16.2. Stock Exchange Traded Shares. If the Shares are at the time listed or
admitted to trading on any stock exchange, then the fair market value shall be
the closing selling price of one Share on the date in question on the stock
exchange determined by the Board to be the primary market for the Shares, as
such price is officially quoted in the composite tape of transactions on such
exchange. If there is no reported sale of Shares on such exchange on the date in
question, then the fair market value shall be the closing selling price on the
exchange on the last preceding date for which such quotation exists.
16.3. Non-Traded Shares. If the Shares at the time are neither listed nor
admitted to trading on any stock exchange nor traded in the over-the-counter
market, then the fair market value shall be determined by the Board after taking
into account such factors as the Board shall deem appropriate, including one or
more independent professional appraisals.
17. Withholding Taxes. Notwithstanding anything else to the contrary in this
Agreement, the exercise of the Option shall be conditioned upon payment by
Optionee in cash, or other provisions satisfactory to the Board, of all local,
state, federal or other withholding taxes applicable, in the Board's judgment,
to the exercise or to later disposition of Shares acquired upon exercise of the
Option (including any repurchase of the Option or the Stock).
18. No Right of Employment. Neither the grant nor exercise of any portion of the
Option shall impose upon the Company or any other corporation any obligation to
employ or continue to employ Optionee; the right of the Company and any other
corporation to terminate Optionee shall not be diminished or affected as a
result of the Option.
19. Notices. Any notice to be given under the terms of this Agreement shall be
addressed to the Company in care of its Secretary at the principal office of the
Company, and any notice to be given to Optionee shall be addressed to Optionee
at the address given below; the parties may substitute for the foregoing such
other address(es) as either party may hereafter designate in writing to the
other.
20. Governing Law. This Agreement shall be governed by the laws of the State of
New Mexico as applied to contracts entered into among residents of New Mexico
and to be performed wholly within New Mexico.
21. Binding Effect. This Agreement shall be binding upon and inure to the
benefit of Optionee, his heirs and successors, and of Company, its successors
and assigns.
22. Descriptive Headings.
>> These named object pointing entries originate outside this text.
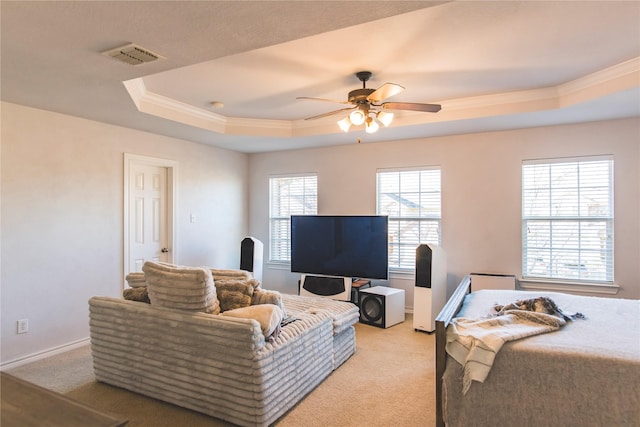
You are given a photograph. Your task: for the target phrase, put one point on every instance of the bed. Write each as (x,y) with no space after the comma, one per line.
(585,373)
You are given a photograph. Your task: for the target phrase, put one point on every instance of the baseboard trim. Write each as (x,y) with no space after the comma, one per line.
(43,354)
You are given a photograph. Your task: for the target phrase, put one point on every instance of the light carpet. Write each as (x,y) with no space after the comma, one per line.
(389,381)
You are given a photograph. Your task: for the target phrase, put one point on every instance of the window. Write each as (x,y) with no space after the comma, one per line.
(288,195)
(567,219)
(411,200)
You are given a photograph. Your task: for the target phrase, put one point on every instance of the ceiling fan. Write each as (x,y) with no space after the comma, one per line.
(368,108)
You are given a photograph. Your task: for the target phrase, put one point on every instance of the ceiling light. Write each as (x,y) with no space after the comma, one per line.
(345,124)
(357,117)
(385,118)
(372,126)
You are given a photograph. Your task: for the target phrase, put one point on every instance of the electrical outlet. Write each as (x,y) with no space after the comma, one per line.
(23,326)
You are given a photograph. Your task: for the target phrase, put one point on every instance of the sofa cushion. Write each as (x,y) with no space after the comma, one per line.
(234,294)
(268,315)
(267,296)
(180,287)
(136,279)
(136,294)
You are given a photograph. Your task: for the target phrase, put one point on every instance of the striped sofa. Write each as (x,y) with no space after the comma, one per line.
(221,366)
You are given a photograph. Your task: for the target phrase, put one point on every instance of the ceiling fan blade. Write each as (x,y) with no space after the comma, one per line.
(323,99)
(331,113)
(384,92)
(428,108)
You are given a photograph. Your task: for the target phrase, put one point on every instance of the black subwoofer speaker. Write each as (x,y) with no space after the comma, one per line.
(381,306)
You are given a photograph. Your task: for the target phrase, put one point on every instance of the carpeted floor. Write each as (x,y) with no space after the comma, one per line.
(388,382)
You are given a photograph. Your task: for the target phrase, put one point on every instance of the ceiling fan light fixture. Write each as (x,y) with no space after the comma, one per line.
(371,126)
(357,117)
(385,118)
(345,124)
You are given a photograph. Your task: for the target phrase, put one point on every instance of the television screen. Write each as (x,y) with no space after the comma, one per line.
(342,246)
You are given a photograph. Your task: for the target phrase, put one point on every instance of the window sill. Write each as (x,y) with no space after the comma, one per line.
(279,265)
(560,286)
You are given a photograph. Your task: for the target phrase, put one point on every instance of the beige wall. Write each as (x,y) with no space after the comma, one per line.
(62,210)
(481,181)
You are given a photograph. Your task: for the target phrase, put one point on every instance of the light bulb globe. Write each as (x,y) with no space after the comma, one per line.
(357,117)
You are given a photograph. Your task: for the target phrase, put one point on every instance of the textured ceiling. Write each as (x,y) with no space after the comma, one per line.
(492,65)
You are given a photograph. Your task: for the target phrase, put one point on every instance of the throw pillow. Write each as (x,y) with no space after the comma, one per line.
(136,279)
(230,274)
(267,296)
(180,287)
(233,294)
(268,315)
(137,294)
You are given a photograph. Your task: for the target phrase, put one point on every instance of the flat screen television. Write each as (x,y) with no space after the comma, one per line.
(341,246)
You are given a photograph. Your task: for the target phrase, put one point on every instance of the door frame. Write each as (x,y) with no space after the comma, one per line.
(131,160)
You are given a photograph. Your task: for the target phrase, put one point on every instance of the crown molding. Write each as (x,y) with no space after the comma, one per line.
(600,83)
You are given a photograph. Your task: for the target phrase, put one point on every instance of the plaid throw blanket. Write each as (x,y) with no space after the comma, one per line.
(474,343)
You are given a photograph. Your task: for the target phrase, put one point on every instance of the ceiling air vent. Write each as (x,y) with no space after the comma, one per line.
(132,54)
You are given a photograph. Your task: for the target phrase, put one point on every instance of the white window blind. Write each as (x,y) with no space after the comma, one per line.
(412,201)
(288,195)
(567,219)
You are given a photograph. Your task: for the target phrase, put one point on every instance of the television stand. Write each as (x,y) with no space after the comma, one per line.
(338,288)
(355,289)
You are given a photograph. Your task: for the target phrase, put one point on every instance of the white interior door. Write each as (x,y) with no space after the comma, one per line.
(148,215)
(149,209)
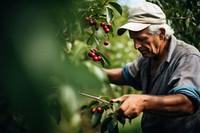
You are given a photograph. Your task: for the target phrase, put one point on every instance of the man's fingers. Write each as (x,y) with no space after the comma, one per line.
(120,99)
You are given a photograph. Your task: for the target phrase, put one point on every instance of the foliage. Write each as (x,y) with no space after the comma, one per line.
(45,62)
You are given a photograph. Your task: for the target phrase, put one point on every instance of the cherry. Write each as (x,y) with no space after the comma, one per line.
(93,110)
(102,24)
(107,30)
(105,27)
(87,18)
(106,43)
(99,110)
(92,54)
(99,58)
(109,25)
(91,23)
(94,50)
(95,58)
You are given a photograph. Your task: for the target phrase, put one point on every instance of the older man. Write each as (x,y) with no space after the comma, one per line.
(167,71)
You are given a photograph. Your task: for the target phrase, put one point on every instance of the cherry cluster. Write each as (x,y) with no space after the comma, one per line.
(106,27)
(95,56)
(98,109)
(92,22)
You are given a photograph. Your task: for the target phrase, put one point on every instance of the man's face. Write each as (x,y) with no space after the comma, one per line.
(147,44)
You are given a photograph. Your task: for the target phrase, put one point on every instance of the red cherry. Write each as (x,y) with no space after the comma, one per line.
(92,54)
(109,25)
(107,30)
(95,58)
(106,43)
(102,24)
(105,27)
(93,110)
(87,18)
(91,23)
(99,58)
(99,110)
(94,50)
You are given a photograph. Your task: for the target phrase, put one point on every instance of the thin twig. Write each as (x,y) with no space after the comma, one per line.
(94,97)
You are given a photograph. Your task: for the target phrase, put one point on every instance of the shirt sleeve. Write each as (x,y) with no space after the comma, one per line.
(186,79)
(131,73)
(191,91)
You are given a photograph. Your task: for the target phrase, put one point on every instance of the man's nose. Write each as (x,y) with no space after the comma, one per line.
(137,45)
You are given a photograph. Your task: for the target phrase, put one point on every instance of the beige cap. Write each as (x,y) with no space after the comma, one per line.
(142,16)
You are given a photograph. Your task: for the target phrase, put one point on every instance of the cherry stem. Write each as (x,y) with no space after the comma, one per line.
(94,97)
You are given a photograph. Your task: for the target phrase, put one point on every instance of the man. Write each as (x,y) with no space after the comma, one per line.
(167,71)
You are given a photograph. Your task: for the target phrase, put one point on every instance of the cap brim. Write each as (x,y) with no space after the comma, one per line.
(132,27)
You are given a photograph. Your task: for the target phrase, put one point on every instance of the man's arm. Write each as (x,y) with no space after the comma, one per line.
(115,76)
(174,105)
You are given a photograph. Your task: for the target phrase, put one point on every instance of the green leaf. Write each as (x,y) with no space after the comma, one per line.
(105,107)
(84,107)
(93,102)
(117,7)
(96,40)
(90,40)
(109,14)
(104,125)
(113,128)
(96,119)
(55,111)
(121,119)
(104,58)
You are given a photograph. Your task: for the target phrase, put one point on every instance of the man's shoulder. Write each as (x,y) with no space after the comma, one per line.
(185,48)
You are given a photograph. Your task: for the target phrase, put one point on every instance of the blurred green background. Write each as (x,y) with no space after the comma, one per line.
(44,60)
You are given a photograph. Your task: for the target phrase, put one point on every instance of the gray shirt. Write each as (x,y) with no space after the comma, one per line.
(178,73)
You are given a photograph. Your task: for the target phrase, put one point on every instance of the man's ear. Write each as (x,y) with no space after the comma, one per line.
(162,33)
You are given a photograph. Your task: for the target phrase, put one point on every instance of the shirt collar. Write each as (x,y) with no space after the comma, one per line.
(172,46)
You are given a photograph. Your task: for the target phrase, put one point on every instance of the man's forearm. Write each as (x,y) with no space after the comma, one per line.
(177,104)
(115,76)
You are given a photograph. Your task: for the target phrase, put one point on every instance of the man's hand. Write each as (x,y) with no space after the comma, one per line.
(132,105)
(173,105)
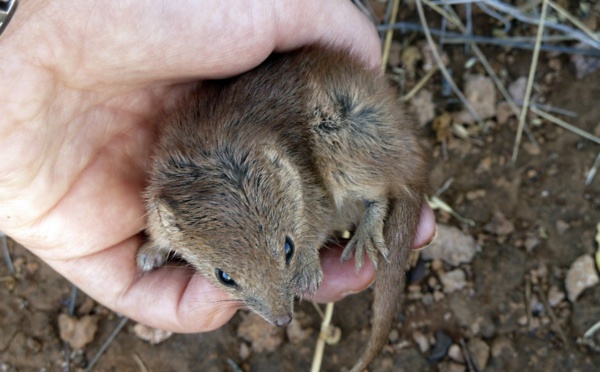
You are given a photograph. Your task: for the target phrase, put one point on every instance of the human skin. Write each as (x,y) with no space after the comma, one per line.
(80,86)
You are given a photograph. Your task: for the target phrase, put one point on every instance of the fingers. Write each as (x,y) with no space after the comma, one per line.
(427,229)
(155,41)
(342,280)
(170,298)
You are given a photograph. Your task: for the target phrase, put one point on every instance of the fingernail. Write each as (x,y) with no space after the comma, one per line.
(351,292)
(429,242)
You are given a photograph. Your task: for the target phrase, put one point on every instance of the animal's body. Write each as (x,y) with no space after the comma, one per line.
(255,173)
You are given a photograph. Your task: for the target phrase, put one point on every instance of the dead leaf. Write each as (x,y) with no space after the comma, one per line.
(77,332)
(152,335)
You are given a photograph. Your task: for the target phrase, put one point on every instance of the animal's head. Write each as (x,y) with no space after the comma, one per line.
(240,219)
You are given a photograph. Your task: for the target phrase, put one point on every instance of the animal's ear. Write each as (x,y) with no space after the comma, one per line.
(165,209)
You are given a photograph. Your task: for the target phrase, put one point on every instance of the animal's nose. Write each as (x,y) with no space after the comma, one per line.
(283,321)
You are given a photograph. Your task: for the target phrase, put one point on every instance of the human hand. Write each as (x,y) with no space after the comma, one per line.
(80,85)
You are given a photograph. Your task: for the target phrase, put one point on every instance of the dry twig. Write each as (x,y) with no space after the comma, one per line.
(106,344)
(534,62)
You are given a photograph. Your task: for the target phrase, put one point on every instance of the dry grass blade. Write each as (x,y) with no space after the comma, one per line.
(528,90)
(319,349)
(553,319)
(574,20)
(419,85)
(140,363)
(388,36)
(441,66)
(592,173)
(6,253)
(106,344)
(565,125)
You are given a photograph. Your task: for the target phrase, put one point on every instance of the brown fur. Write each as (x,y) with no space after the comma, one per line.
(308,143)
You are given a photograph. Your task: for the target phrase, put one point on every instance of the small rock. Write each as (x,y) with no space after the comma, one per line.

Titles to sections and subsections are solely for
information purposes and shall not be construed in interpreting this Agreement.
IN WITNESS WHEREOF, this Agreement is entered into and effective as of the date
first above written.
THE COMPANY:
PROTALEX, INC., a New Mexico corporation
By:
Xxxxxx X. Xxxx, its President
OPTIONEE:
name
Address:
EXHIBIT "A"
(Optionee name)
Address: ____________________________
____________________________
Date: ____________________________
____________________________
Protalex, Inc.
_____________________
_____________________
_____________________
Ladies and Gentlemen:
I (the "Undersigned") hereby exercise my right to purchase _____________
shares ("Shares") of Common Shares of Protalex, Inc., a New Mexico corporation
("Company"), pursuant to, and in accordance with, that Non-Qualified Stock
Option Agreement ("Agreement") between the Undersigned and the Company dated
effective the ______________. As provided in the Agreement, I deliver herewith
the following amount as the purchase price for the Shares:
______________________________. Please deliver to me at my address as set forth
above stock certificates representing the Shares registered in the following
name(s): ______________________________. I further request that the certificates
be registered in the following form of ownership (for example, as individual
property, community property, separate property, etc.):
______________________________.
The representations made by the Undersigned in the Agreement remain
accurate in all respects as of the date of this notice, and the Undersigned is
not aware of any breach of such representations or any breach of the covenants
or other provisions of the Agreement.